“Trials of the van occupanthier” 2

Sur la route des canyons au nord de la province de Bur­gos. Des coloss­es de gran­it bar­rent l’hori­zon, les cirques sont pleins de soleil, les défilés s’ou­vrent sous nos pneus. Un cat­a­clysme tran­quille qui sem­ble délais­sé des hommes depuis la préhis­toire. Dans le rétro­viseur j’aperçois le van blanc de Mon­a­mi, le même que le mien, à la traîne et qui crache sa fumée le vieux Duca­to d’Evola. Début d’après-midi, nous sommes aux portes du Mon­u­ment naturel de Ojo Guareña, une grotte qui ser­vait de monastère. Les voûtes peintes de la chapelle dédiée à San Tir­so et San Bern­abé com­porte des dizaines de scènes de tor­tures: lyn­chage, écartèle­ment, fla­gel­la­tion, huile bouil­lante, piques aux yeux, sévices dont la guide nous explique qu’ils n’ont “aucune­ment fait souf­frir les religieux”. A l’en­trée du labyrinthe (110 kilo­mètres de galeries dont nous ver­rons à peine l’an­ticham­bre mais dont on nous bal­ance quelques images de syn­thèse) qui creuse la falaise des jar­res enfouies dans le sol où les paysans stock­aient au moyen-âge le grain cen­sé pal­li­er aux famines. De retour sur la nationale — il fait tou­jours 36 degrés — nous man­geons la plus médiocre de pael­las que j’aie goûté en cinquante ans, tiède, molle, farineuse, puis roulons en con­voi jusqu’au lac d’Ar­i­ja, lac de retenue dont la vision depuis les hau­teurs est proche du mirage. La nappe fine, irisée et bleue s’étire sur de longs kilo­mètres au cen­tre d’un désert farineux.
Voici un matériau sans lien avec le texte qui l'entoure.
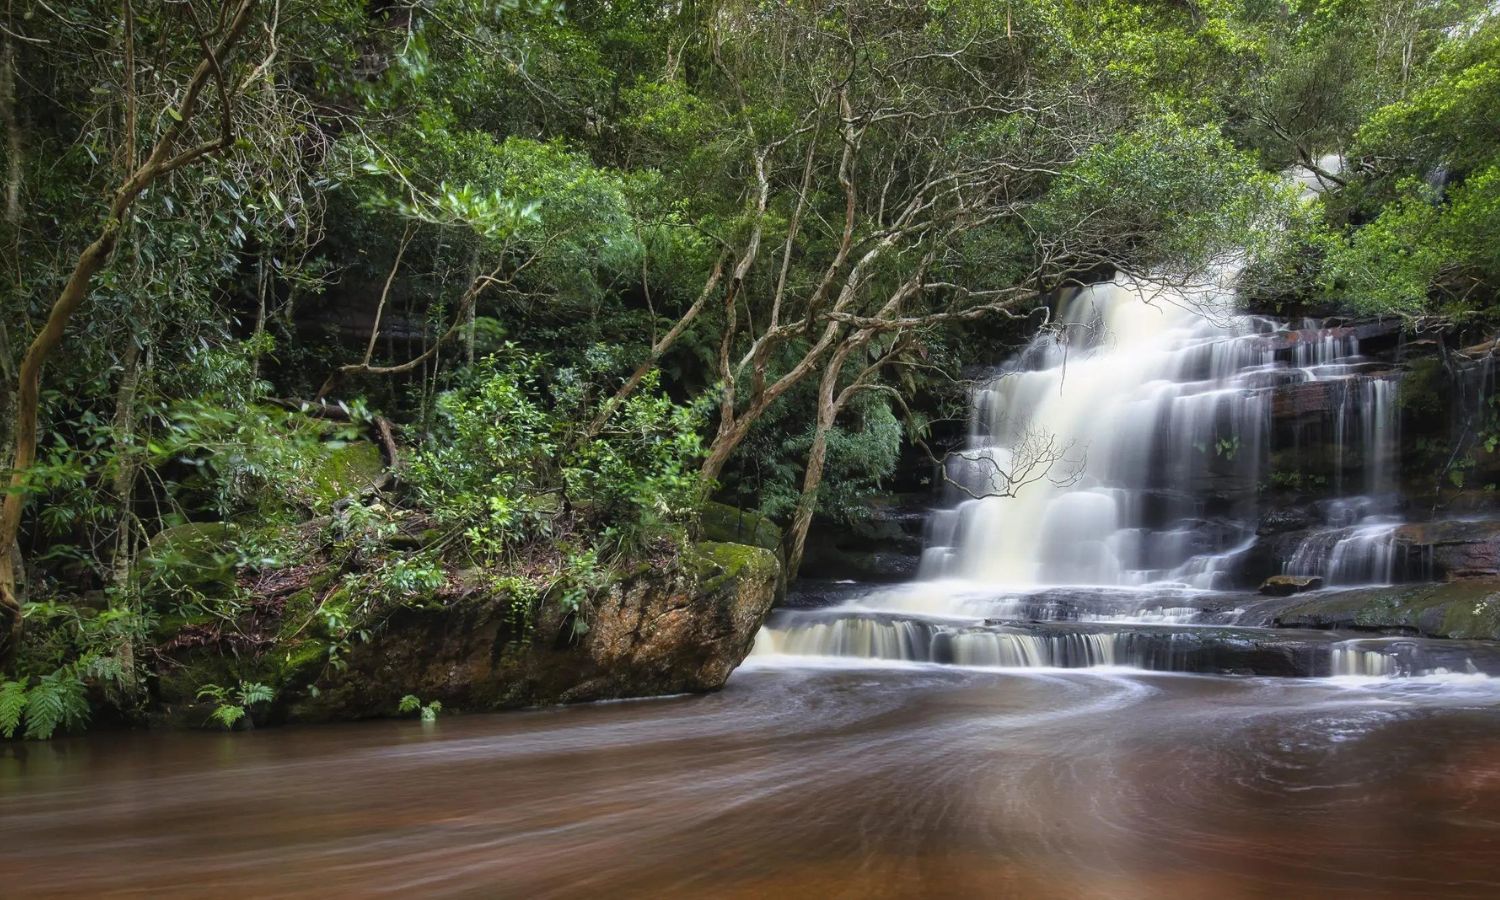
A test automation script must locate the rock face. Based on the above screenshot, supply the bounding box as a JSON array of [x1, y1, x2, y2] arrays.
[[798, 493, 927, 581], [1260, 574, 1323, 596], [285, 542, 780, 722], [1234, 518, 1500, 589], [1395, 520, 1500, 581]]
Le vil­lage des berges, groupe de maisons plus que vil­lage est une sorte d’ag­gloméra­tion en sur­sis que tra­verse une voie de chemin de fer. A notre arrivée au café les con­ver­sa­tions bifurquent, les habitués cherchent à savoir qui nous sommes, quelle langue nous par­lons, ce que nous voulons. Quant à la patronne elle se réjouit, Mon­a­mi veut dîn­er, il veut de la viande gril­lée et une bouteille, elle va rem­plir sa caisse.